5:30 - 6:00 -- Drinks, nibbles and chatting
6:00 - 7:00 -- Neal Glew, talking about the Apache Beam Project (bio and abstract below)
7:00 - 7:30 -- Drinks, nibbles and chatting
Neal Glew is a software engineer in the Flume project at Google, where he mostly works on the shuffle system. He previously worked at Intel on parallel programming models within Intel Labs. He has a PhD in computer science from Cornell University and a BSc(hons) in computer science from Victoria University of Wellington.
Apache Beam (https://beam.apache.org/) is an open-source project for writing big-data pipelines.
In the first part of this talk, I'll describe Beam from a non-technical perspective - what it is, why you would use it, how it compares to other technologies in the big data space.
In the second half of the talk I will go into a high-level overview of the technical aspects of Beam. In particular, its heart is a programming model that unifies both batch and stream processing, allowing the programmer to separate the what, where, when, and how of processing. What actual processing is performed on the data. Where in event time is that processing done - how are event times windowed. When in processing time to materialise results. How are updates of results (due e.g. to late data) combined.

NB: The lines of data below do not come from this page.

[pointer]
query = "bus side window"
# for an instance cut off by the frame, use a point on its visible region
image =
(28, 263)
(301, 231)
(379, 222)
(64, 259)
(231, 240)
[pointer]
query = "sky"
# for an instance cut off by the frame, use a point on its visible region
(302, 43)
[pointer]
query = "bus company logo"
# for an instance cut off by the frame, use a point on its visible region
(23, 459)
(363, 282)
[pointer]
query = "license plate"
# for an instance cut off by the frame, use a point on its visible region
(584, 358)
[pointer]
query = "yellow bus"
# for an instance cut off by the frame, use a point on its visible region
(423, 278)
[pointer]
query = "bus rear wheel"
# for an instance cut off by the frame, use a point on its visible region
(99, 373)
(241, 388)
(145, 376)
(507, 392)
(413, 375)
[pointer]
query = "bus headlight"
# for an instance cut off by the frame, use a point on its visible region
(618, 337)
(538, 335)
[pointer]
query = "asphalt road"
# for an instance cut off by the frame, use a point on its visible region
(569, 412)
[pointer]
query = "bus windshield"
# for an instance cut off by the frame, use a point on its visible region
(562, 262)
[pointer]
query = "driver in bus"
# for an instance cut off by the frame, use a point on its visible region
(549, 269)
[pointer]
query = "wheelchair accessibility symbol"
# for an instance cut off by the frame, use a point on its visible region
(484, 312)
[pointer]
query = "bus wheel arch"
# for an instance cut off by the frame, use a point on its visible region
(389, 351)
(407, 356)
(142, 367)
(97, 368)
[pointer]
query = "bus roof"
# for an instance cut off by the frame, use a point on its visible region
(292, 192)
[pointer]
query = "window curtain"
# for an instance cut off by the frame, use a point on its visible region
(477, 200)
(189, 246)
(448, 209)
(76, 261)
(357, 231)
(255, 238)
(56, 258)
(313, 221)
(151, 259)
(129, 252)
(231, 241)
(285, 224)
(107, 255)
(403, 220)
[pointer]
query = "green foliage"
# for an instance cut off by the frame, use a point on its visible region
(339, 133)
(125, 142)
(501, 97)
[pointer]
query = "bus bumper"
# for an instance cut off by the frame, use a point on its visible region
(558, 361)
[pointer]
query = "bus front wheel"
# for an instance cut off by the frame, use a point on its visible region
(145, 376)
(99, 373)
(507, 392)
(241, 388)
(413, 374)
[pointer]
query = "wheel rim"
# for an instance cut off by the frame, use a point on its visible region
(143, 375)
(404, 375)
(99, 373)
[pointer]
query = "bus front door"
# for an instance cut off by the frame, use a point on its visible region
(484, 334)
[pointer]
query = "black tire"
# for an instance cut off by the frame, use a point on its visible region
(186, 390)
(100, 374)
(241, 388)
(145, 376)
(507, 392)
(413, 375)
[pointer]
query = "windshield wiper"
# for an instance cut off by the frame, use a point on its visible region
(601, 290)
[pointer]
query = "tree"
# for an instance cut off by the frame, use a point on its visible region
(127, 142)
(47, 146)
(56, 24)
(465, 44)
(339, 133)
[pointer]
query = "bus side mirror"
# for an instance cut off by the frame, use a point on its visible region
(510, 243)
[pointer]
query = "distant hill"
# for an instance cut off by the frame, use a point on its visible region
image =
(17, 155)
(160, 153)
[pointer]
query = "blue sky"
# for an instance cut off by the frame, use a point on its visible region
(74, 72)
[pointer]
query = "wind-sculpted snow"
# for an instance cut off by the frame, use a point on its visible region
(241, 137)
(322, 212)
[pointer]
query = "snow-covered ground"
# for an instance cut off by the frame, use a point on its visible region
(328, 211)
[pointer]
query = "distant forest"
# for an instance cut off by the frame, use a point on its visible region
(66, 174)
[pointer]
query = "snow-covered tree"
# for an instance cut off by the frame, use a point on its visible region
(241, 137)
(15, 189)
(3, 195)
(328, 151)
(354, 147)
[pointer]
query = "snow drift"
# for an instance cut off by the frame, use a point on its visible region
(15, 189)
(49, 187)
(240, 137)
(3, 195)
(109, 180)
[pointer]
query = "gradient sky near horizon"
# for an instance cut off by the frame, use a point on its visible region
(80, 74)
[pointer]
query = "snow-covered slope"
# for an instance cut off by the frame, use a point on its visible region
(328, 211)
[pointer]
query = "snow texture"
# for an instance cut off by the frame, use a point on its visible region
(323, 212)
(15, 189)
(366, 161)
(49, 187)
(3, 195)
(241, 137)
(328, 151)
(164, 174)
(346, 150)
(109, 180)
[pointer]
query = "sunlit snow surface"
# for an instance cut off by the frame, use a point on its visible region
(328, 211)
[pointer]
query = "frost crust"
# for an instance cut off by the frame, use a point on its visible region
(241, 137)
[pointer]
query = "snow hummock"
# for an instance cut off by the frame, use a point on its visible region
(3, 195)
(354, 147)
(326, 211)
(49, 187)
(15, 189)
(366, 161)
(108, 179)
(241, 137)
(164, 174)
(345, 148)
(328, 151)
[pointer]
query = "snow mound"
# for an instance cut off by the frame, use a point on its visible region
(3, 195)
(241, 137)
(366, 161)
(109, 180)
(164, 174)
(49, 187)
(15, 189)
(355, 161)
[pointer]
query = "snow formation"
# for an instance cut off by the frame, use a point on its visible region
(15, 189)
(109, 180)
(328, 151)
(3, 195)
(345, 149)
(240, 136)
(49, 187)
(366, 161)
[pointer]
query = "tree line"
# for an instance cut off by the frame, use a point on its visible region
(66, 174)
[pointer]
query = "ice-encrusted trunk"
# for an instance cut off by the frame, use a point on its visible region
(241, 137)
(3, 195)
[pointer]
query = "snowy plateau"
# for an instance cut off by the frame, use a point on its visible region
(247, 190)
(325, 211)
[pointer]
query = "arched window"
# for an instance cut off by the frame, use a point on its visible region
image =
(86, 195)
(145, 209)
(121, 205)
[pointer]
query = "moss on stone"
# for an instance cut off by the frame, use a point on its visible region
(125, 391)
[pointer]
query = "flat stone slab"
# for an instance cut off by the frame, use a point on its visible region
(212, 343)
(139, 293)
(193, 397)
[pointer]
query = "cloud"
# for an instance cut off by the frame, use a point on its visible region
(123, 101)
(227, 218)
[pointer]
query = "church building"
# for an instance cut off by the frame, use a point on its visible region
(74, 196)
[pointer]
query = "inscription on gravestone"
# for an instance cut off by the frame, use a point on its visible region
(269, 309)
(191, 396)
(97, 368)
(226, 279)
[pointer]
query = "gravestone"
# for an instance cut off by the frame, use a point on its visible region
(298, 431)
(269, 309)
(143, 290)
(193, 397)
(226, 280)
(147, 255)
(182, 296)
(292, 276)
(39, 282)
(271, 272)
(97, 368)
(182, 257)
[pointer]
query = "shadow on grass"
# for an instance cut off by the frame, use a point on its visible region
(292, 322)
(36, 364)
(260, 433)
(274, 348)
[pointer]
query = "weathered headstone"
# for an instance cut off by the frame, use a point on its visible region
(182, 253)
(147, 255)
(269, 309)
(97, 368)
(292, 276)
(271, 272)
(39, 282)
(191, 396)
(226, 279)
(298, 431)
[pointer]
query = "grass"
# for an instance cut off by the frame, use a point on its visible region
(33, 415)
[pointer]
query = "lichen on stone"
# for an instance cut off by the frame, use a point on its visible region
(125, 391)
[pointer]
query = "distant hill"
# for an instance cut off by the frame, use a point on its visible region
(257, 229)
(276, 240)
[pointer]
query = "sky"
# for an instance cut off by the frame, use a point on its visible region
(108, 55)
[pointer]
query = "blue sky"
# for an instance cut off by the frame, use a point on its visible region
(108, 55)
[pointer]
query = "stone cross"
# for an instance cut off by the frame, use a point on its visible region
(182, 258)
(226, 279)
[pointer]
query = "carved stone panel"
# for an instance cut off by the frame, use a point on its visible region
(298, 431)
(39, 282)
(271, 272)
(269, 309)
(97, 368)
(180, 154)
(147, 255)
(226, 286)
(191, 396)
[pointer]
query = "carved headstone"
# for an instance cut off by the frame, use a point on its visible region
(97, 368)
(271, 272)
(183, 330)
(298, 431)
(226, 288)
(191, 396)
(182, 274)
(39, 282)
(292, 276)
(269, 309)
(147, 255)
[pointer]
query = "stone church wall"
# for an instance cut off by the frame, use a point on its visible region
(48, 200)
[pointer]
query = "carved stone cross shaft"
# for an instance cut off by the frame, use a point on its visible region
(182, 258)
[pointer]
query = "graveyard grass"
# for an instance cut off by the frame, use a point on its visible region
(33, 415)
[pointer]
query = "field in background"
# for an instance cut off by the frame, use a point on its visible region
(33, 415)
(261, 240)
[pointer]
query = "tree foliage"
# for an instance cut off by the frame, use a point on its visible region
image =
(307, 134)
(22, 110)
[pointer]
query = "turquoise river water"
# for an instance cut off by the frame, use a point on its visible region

Beam also provides several language-specific SDKs that instantiate the model for particular languages. Currently Java and Python are available and Go is under development.
Beam also provides a portability framework that allows pipelines to be run on a variety of execution technologies. Beam itself provides a reference runner. There are also efforts to develop runners based on Apache Flink and Apache Spark. Google provides a commercial managed runner on its Google Cloud. Beam builds on the work of Map Reduce, Hadoop, Flume, Spark, and Flink.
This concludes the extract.